Hiergegen hat die Klägerin am 01.09.2016 Berufung eingelegt und die Gewährung von PKH für das Berufungsverfahren beantragt. Ergänzend zu ihrem bisherigen Vorbringen hat sie ausgeführt, auch die Rechnung für Blumenschmuck beglichen zu haben. Sie hat bestätigt, die Auszahlung auf das Konto ihres Neffen selbst veranlasst zu haben, welcher ihr den Betrag jeweils zu Beginn des Folgemonats in bar ausgehändigt habe. Es habe sich bei den Zahlungen um die "tarifvertragliche Leistung Sterbegeld" gehandelt. Die Klägerin ist der Auffassung, nach dem Begriff und dem klar erkennbaren Sinn und Zweck des Sterbegeldes verfolge der Leistungserbringer den Zweck die mit dem Todesfall zusammenhängenden finanziellen Belastungen für den Versicherten abzufangen oder jedenfalls zu mildern. Als Bestattungsverpflichtete sei sie verpflichtet, die überlassenen Mittel auch zweckentsprechend einzusetzen. Sterbegeld sei in der Vergangenheit von der Rechtsprechung auch als zweckbestimmte Einnahme und nicht als Einkommen angesehen worden; hieran könne die Neufassung des § 11a SGB II im Jahr 2011 nichts ändern. Außerdem würden die Sozialämter bei Anträgen auf Bestattungskosten das Sterbegeld anrechnen. Reiche dieses aus, um die Bestattungskosten zu decken, übernehme das Sozialamt diese nicht.

Die Klägerin beantragt,
den Gerichtsbescheid des Sozialgerichts Reutlingen vom 29.07.2016 und den Bescheid des Beklagten vom 09.04.2014 in der Gestalt des Widerspruchsbescheides vom 16.06.2014 aufzuheben.

Der Beklagte beantragt,
die Berufung der Klägerin zurückzuweisen.

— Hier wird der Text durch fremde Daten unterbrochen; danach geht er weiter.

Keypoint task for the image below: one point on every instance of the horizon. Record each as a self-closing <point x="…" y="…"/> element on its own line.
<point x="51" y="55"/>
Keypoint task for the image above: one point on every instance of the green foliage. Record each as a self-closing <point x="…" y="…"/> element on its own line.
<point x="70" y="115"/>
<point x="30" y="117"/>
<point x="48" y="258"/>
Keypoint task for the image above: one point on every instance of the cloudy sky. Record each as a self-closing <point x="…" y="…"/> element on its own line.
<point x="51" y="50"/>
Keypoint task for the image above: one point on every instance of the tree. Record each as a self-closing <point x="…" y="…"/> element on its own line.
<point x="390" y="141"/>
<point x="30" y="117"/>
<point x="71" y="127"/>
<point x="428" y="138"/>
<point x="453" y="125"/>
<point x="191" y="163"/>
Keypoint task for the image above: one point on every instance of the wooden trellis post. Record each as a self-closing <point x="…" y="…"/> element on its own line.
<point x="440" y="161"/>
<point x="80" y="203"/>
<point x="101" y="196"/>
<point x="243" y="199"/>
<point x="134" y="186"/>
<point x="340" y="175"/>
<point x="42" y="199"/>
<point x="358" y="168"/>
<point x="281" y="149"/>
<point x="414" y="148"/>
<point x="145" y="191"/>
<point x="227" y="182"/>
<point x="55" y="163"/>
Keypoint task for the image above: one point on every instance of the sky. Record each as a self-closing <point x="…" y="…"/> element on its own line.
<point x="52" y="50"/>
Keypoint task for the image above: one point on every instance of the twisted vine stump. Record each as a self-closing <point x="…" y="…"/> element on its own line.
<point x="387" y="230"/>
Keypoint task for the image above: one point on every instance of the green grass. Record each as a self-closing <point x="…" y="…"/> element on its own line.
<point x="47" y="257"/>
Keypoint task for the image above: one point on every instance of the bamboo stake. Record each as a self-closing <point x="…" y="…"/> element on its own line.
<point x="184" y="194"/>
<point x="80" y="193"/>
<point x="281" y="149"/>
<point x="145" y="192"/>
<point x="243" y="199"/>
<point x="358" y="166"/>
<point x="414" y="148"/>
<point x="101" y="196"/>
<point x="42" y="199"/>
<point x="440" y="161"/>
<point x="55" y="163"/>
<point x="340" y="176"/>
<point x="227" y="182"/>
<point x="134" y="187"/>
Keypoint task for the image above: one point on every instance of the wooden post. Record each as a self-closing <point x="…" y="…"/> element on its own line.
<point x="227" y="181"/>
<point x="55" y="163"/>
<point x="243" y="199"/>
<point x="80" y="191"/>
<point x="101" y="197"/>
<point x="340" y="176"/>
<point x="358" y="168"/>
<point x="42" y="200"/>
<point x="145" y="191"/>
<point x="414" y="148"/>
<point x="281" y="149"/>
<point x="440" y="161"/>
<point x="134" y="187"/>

Er hat darauf verwiesen, dass das Gesamteinkommen der Bedarfsgemeinschaft der Klägerin unter Berücksichtigung des Sterbegeldes in den streitigen Monaten deutlich über dem Bedarf gelegen habe. Die für Februar 2014 bewilligten Leistungen in Höhe von 1.132,76 EUR seien nicht zurückgefordert, sondern durch Erstattungsansprüche gegen die Unterhaltsvorschusskasse und gesetzliche Rentenversicherung befriedigt worden. Für März 2014 seien keine Leistungen erbracht worden.

Die K. G. KG hat mit Schreiben vom 08.08.2018 bestätigt, das Sterbegeld an den verstorbenen Ehemann der Klägerin in Höhe von je 2.735,14 EUR im Januar und Februar 2014 auf Grundlage des Rahmentarifvertrages für die Beschäftigten der Steine- und Erdenindustrie in Baden-Württemberg vom 01.05.2005 geleistet zu haben.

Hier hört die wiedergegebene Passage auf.